As more blocks and layers are added, the definition of the path will expand to reflect that change, but in a structure not too dissimilar from the examples given below:

    l1[a].l2[b].l3[c].l4[d].l5[e]…

Examples#

l1r.l2d.l3ewp entails that the daily price data that has been provided has first been:

  • [l1r] converted into daily log-returns, then;
  • [l2d] converted into the daily covariances between the assets, then;
  • [l3ewp] allocated weights that are computed based on the equally-weighted portfolio strategy.

l1r.l2m.l3hrp entails that the daily price data that has been provided has first been:

  • [l1r] converted into daily log-returns, then;
  • [l2m] converted into the monthly covariances between the assets, then;
  • [l3hrp] allocated weights that are computed based on the hierarchical risk-parity weighted portfolio strategy.

We use this model to dictate the roadmap for developing the blocks and layers. This helps us to remain parsimonious with the inputs. We currently only use the covariance structure of the log-returns of the assets provided. Thus, the current model is simple and subjected to small estimation errors, but large biases. We will expand the inputs to include:

- Future release
  • expected returns
  • user constraints on individual assets
  • box constraints on asset classes

Given that all L3 optimisation blocks require the covariance matrix, the annualised log-returns of the instruments are required to compute them. There are 3 methods in which annualised log-returns could be computed: they can be aggregated from either a i) daily, ii) weekly or iii) monthly resolution. Thus L2 contains 3 blocks addressing each resolution above, and the aggregated log-returns only requires daily returns and that one and only block is in L1.

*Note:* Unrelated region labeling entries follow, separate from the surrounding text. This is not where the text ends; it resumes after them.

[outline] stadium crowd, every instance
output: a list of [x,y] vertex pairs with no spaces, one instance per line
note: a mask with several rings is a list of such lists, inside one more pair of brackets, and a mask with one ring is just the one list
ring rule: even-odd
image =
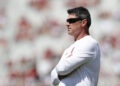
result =
[[[7,3],[2,3],[6,1]],[[72,42],[66,10],[85,6],[101,48],[98,86],[120,86],[120,0],[1,0],[0,86],[51,86],[50,72]]]

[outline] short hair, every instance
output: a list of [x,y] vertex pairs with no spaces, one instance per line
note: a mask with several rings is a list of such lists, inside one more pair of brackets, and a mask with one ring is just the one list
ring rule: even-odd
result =
[[89,27],[91,25],[91,16],[87,8],[76,7],[67,10],[68,14],[75,14],[78,18],[87,19],[87,32],[89,32]]

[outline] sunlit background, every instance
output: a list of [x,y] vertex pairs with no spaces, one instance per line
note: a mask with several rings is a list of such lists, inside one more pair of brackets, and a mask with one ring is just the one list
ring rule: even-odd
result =
[[98,86],[120,86],[120,0],[0,0],[0,86],[52,86],[50,72],[73,38],[67,9],[85,6],[101,47]]

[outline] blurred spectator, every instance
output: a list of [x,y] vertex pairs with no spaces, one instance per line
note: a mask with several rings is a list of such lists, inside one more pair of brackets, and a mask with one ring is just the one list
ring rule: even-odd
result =
[[0,10],[0,29],[4,29],[6,23],[5,9]]
[[32,31],[32,25],[29,23],[29,21],[27,21],[25,17],[22,17],[18,23],[16,41],[33,40],[34,34]]
[[100,0],[67,0],[66,6],[75,7],[75,6],[85,6],[93,7],[100,3]]
[[31,0],[29,5],[36,10],[45,10],[49,8],[48,0]]

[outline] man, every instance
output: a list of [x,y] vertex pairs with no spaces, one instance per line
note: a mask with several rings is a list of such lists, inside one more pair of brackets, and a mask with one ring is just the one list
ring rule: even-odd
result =
[[51,72],[54,86],[97,86],[100,70],[100,49],[89,35],[91,17],[84,7],[68,10],[66,26],[75,42],[67,48]]

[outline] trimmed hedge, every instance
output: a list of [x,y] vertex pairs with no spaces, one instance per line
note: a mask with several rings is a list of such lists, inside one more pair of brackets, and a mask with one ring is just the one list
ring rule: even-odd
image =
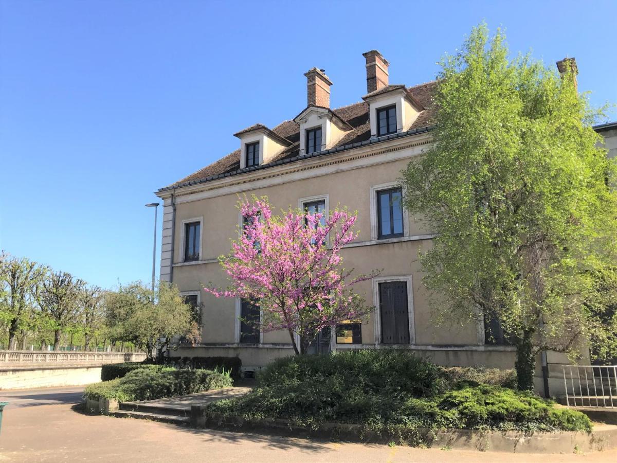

This methodology keeps inputs precise, while offering multiple paths.

Path Independence#

With currently 3 layers and 11 blocks, there are a total of 21 paths that the algorithm is able to traverse.

A particular example is as follows:

Ingest a Time Series of 3 assets-> Convert to daily log-returns-> Annualise from weekly log-returns-> Churn out weights according to the Global Mean Variance (GMVP) Framework.

This is 1 of 21 paths.

Because we do not dictate which path is the best, we present the weights generated by all 21 paths to the user for decision and sense-making. This creates an un-opinionated optimisation tool, as we describe it in the introduction page

However, we understand that for better sense-making, a preliminary ranking structure is required besides the weights. For this, a backtesting module with simulated data generated using Monte Carlo is used to provide portfolio performances in dollar terms for all the paths. This can be accessed using the /sims endpoint.

Model Assumptions#

The model is kept simple with the assumptions that:

  • The model is independent and identically distributed (i.i.d.) for any length of time series that is provided as the input.

  • It does not take discontinuous datasets, thus it is able to process ETFs, Mutual Fund and Stocks only for now. More instruments are to come with further releases of the PathLit engine.

  • The model does not make any assumptions about stationarity nor if any volatility clustering is exhibited by the time series that is provided as the input.

  • The model only takes the covariance matrix as an input for the initial alpha release of the PathLit engine, thus the choice of optimisers in L3 are limited to Heuristic (EWP, IVP), Risk-Based (RPP, MDP, MDCP, HRP) and Mean-Variance (GMVP) optimisation frameworks.

Caveats#

The PathLit engine is in early alpha, some caveats for the model algorithm include:

  • For inputs that can take constraints on the instruments, a lower bound of 0 and an upper bound of 1 is taken, i.e. only portfolio with no short-selling and long-only constraints are generated only
  • As some optimisers are notorious for generating corner solutions, for example, GMVP, which would generate portfolios which allocates weights to only a few assets, care must be taken when deciding if this strategy is suitable for your needs.